# Mesquite Wood for Brisket.



## jamiep (Jul 5, 2008)

Hello All

I have a nice beef brisket that I want to smoke with mesquite wood. I have not used this yet and dont want to ruin the meat. The brisket is approximatley 9 pounds. I have a masterbuilt electric smoker which is perfect for me. My question is how long should I actually use the wood chips in the smoking process. I plan on smoking for 10 hours at 225.

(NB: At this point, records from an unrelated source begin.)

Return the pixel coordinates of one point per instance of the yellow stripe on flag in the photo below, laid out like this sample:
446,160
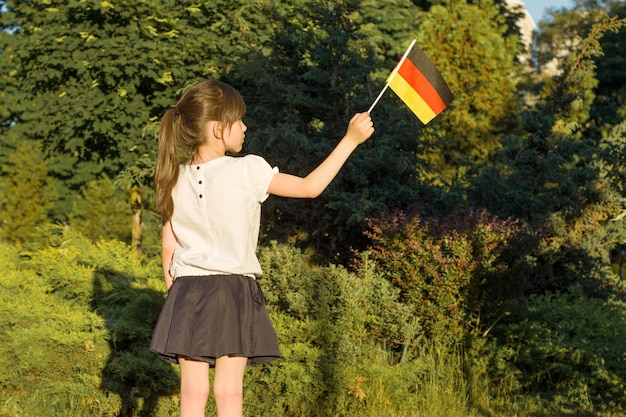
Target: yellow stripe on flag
412,99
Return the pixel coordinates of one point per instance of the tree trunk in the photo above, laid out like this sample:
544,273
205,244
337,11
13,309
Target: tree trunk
135,202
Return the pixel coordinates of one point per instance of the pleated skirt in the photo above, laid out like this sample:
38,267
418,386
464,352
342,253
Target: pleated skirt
206,317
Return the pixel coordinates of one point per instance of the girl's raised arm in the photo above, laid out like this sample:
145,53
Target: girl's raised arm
359,130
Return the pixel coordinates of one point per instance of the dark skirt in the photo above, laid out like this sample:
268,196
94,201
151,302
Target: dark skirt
206,317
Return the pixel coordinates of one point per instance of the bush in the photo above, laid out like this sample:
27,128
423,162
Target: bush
571,350
461,273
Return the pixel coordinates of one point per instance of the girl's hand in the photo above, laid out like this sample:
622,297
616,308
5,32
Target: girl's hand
360,128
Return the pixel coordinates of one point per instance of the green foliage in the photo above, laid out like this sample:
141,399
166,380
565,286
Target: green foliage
102,211
469,45
27,195
571,349
460,273
76,321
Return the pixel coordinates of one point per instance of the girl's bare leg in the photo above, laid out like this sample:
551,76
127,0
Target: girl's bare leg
194,387
228,385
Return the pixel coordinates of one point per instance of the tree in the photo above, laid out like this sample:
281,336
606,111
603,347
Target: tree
469,45
87,77
98,210
27,195
301,94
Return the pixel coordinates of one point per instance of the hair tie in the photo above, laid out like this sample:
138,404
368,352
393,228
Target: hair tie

Any suggestions would be appreciated.

Thanks

I will also be using the meat thermometer that Mossy recommended.


----------



## 9manfan (Oct 22, 2008)

If your going to foil the brisket at about 160 degrees, then you would only smoke to that point, seems there is no certain way to do it, everybody has there own way, alot of guys foil the brisket at around 160 to keep it really moist and then cook it up to 180-205 depending how you like it, sliced or pulled,,,,, I would check out smokingmeatforums.com, or smoked-meat.com,, they will help you out alot,,Mossy steared me in that direction, I too have a MES smoker and the forum's really helped get me going,,,Good Luck


----------



## jacobsol80 (Aug 12, 2008)

I think the answer is however long you want to use smoke. Obviously the longer you put wood chips in the smoker, the stronger the flavor. I would suggest erring on the side of caution. Perhaps 2 or 3 hours then wrap in foil and finish to the desired temperature. I have used mesquite a time or two. The flavor is definitely stronger than apple or maple. Probably comparable to hickory but a little different flavor. Everyone's taste is different so unfortunately you will have to experiment a little. I think mesquite is an excellent choice for a large piece of meat such as a brisket. Not so good for more delicate things like fish. Anyway, experimenting with different woods and smoke times is part of the fun. You may also want to try mixing woods, it adds another layer of flavor to the final product. For most of my meats like pork, turkey, and beef, I use apple for a couple of hours followed by hickory for an hours or so. Try to avoid using wood chips with the bark mixed in if possible.


----------



## specialpatrolgroup (Jan 16, 2009)

Meat will only asorb smoke for about the first 20 minutes, after that it will still add flavor to the outside, I normally smoke heavy for 20 minutes, then let the smoke die off. Mesquete is pretty strong, some people love it, others hate it. I prefer hickory, or oak. I normally cookd brisket\butts at 250, and figure about 2 hours per pound, but check in 3-4 hours before it is suposed to be done, 180-200 is the rule of thumb, I like getting closer to 200, as a lot of connective tissue doesnt break down until you get close to 200. Once you hit 160-170 you will probably platou, as in the temp will just sit there for a long time before rising, this is normal. Hope this helps.


----------